My childhood was spent in the suburbs of Los Angeles. I attended Catholic grade school, and Catholic high school. I was all set to go to college to study pre-med, but the faculty in high school would not let me sign up for chemistry. Then, just before Holy Week in my senior year, God put this crazy notion to become a priest. So I spent the next 4.5 years at St John's Seminary in Camarillo, California. I got to see the good and the bad in the Catholic Church, and learned to discern between the two. My days there cemented any chance that I could ever give up my Catholic faith. I tried some years later to leave, and right reason brought me back home.
When I left St. John's I had no idea what I wanted to do. After almost half a year, I still thought I might have a vocation. So when I attended the ordination of a friend in Phoenix, Arizona, I asked if I could work in his parish, away from Los Angeles, and discern my vocation. His pastor let me work there.
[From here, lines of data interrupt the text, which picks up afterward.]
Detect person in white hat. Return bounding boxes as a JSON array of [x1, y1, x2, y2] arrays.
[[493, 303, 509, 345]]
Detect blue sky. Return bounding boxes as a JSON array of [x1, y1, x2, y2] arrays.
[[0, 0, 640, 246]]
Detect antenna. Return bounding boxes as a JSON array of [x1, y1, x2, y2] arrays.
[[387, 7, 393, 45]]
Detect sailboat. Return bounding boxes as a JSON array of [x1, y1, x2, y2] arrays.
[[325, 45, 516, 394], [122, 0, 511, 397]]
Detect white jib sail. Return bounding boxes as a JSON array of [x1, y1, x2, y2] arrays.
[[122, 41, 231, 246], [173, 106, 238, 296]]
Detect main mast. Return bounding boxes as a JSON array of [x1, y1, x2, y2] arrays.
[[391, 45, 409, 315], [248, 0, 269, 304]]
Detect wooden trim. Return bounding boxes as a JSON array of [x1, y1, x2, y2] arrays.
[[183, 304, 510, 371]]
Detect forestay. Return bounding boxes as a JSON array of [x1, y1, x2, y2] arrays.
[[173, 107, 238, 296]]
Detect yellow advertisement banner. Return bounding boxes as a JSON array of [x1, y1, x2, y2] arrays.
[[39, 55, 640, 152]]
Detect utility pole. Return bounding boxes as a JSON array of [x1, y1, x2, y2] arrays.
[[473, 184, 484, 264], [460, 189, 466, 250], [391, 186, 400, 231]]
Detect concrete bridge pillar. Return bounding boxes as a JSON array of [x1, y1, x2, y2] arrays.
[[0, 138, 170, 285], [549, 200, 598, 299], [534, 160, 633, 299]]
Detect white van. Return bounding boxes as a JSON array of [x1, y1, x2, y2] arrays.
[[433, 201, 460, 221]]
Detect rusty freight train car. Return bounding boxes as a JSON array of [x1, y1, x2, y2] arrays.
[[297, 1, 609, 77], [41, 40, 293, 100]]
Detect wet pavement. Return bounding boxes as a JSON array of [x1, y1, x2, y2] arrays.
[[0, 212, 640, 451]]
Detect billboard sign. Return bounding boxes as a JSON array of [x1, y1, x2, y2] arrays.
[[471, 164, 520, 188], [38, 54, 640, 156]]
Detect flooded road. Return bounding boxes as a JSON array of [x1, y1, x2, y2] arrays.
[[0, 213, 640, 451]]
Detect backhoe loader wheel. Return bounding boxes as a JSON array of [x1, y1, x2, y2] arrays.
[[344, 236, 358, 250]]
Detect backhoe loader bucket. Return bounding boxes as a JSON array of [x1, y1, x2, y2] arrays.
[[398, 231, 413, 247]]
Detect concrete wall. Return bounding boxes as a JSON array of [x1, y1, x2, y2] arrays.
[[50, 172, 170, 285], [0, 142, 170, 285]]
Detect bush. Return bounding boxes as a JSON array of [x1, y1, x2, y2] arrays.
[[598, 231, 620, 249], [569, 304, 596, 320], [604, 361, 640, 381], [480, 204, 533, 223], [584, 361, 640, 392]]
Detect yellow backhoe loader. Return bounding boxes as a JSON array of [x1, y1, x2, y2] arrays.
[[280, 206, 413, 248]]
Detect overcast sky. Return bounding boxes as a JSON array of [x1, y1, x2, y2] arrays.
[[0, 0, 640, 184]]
While in Phoenix I decided not to return to St. John's, and I became involved in music at the local junior college, registering to be a music major. I began to study classical guitar, and have kept with it ever since, as an avocation. At Phoenix College, I became friends with a lot of non-Catholics, and was given good practice in defending my Catholic faith from those who claimed that I was being deceived by the Catholic Church. I returned to California in the Spring of 1975, and lived with my parents while I attended Cal State University, Fullerton, for one semester. I could not handle life at home, and found a job with a Catholic music publisher, and moved out of the house as quickly as I could. I loved my parents, and wanted to keep it that way. While at this company, I met my wife.